Kasatreskrim Polres Maros, AKP Muh Ridwan, membenarkan bahwa tim gabungannya langsung menyisir lokasi, menghimpun keterangan saksi, dan memburu identitas pelaku sesaat setelah video tersebut memicu keresahan publik.
“Sejumlah pemuda yang terindikasi kuat terlibat dalam penyerangan dan perusakan telah kami amankan. Saat ini, mereka tengah menjalani pemeriksaan intensif untuk memetakan peran masing-masing,” tegas Ridwan kepada awak media, Rabu (19/8/2026).

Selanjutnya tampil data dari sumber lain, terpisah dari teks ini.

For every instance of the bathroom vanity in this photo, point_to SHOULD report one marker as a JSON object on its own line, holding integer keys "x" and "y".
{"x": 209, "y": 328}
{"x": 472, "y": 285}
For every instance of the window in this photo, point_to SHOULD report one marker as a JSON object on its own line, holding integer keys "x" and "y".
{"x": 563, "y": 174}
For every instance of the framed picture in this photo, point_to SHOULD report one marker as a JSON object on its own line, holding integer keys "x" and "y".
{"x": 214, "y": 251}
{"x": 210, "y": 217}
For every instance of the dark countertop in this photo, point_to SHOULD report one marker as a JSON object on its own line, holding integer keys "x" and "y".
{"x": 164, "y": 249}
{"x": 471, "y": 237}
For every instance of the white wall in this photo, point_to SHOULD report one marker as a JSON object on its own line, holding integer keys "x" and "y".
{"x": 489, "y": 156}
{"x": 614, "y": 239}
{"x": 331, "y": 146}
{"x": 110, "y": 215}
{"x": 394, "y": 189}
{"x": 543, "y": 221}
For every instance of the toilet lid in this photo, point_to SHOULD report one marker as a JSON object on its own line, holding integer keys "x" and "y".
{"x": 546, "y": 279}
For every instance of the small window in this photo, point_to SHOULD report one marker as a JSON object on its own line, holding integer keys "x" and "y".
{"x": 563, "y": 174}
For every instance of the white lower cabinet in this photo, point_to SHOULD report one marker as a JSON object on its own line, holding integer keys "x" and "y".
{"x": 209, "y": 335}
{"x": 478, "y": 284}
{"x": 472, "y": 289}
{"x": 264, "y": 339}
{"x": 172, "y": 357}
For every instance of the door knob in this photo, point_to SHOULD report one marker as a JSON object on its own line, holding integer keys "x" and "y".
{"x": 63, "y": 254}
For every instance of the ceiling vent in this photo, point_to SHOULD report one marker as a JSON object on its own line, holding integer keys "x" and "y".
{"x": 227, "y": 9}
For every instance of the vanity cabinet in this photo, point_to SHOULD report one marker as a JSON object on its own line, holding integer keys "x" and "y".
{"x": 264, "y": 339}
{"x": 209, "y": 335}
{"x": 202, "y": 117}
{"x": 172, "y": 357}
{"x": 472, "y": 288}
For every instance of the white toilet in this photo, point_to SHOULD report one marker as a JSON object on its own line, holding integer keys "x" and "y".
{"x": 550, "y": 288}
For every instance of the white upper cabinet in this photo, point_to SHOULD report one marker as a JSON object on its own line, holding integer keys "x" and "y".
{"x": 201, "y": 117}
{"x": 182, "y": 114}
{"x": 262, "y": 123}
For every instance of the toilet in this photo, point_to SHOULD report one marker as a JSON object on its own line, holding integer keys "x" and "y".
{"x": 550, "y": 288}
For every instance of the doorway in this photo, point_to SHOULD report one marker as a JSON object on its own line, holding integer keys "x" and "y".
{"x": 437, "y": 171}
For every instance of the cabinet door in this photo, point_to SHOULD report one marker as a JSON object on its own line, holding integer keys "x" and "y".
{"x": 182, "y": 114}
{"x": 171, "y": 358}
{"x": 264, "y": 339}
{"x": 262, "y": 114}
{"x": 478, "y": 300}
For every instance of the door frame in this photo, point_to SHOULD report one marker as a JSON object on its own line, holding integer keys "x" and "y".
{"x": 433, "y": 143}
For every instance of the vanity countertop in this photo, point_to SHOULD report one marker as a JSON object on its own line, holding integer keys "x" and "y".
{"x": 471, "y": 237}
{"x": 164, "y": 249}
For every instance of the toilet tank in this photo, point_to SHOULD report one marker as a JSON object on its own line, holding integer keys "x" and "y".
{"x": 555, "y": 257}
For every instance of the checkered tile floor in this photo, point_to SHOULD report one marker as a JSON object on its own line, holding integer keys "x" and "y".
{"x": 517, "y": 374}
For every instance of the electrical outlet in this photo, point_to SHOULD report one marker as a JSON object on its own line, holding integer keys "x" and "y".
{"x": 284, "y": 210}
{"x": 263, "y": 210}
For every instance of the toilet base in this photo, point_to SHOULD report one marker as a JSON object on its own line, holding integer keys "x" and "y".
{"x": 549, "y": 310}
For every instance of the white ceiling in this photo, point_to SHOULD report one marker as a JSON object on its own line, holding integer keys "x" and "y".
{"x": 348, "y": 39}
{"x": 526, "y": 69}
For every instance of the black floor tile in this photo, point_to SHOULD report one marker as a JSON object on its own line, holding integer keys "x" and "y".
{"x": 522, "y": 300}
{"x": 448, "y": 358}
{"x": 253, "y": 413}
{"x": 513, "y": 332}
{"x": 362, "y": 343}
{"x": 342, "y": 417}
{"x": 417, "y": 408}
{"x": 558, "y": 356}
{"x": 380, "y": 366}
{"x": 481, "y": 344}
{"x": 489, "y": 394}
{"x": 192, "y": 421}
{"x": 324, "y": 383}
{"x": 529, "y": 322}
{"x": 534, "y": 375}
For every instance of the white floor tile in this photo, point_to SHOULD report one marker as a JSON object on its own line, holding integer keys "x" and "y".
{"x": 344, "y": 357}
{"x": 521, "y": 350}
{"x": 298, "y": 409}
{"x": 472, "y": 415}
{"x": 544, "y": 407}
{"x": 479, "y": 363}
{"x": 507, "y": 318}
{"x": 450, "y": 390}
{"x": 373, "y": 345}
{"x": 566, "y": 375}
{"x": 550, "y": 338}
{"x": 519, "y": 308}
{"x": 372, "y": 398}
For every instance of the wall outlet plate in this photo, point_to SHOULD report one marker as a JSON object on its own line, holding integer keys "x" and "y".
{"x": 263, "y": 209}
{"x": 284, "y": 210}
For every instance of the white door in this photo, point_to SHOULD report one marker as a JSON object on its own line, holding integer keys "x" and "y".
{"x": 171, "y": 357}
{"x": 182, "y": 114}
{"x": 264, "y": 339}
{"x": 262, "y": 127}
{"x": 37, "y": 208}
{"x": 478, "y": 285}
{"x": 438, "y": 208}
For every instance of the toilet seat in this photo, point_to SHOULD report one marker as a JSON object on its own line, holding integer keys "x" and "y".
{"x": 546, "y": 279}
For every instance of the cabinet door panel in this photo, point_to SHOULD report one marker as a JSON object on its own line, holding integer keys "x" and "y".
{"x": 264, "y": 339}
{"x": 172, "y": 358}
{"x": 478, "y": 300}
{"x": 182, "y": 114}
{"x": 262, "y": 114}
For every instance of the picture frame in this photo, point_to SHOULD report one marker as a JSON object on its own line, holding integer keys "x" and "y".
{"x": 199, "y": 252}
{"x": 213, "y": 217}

Motif Cekcok dan Sita Senjata Tajam
Dalam operasi penindakan tersebut, polisi berhasil meringkus enam orang terduga pelaku, di mana satu di antaranya diidentifikasi sebagai aktor utama penyerangan.
Selain mengamankan para tersangka, petugas juga menyita sejumlah barang bukti senjata tajam yang digunakan saat beraksi, antara lain:
- Parang
- Busur panah
- Ketapel
Terkait motif penyerangan, Ridwan mengungkapkan bahwa insiden anarkis ini berawal dari adu mulut. “Dugaan awal dipicu oleh cekcok antara pelaku dan korban. Selain itu, para pelaku dipastikan beraksi di bawah pengaruh minuman keras (miras),” jelasnya. Hingga kini, penyidik masih terus mendalami kasus ini guna memastikan ada tidaknya keterlibatan pihak lain.
Imbauan Kamtibmas untuk Warga
Menyikapi insiden yang viral ini, AKP Muh Ridwan mengimbau masyarakat Maros untuk tetap tenang dan tidak mudah terpancing oleh informasi simpang siur yang belum terverifikasi kebenarannya. Ia juga meminta warganet agar menahan diri dari menyebarkan narasi provokatif yang dapat memperkeruh suasana.
“Masyarakat silakan percayakan proses penegakan hukum ini kepada kami. Kami berkomitmen untuk mengusut tuntas perkara ini secara transparan, profesional, dan sesuai aturan yang berlaku. Siapa pun yang melanggar tindak pidana pasti akan kami proses,” pungkas Ridwan.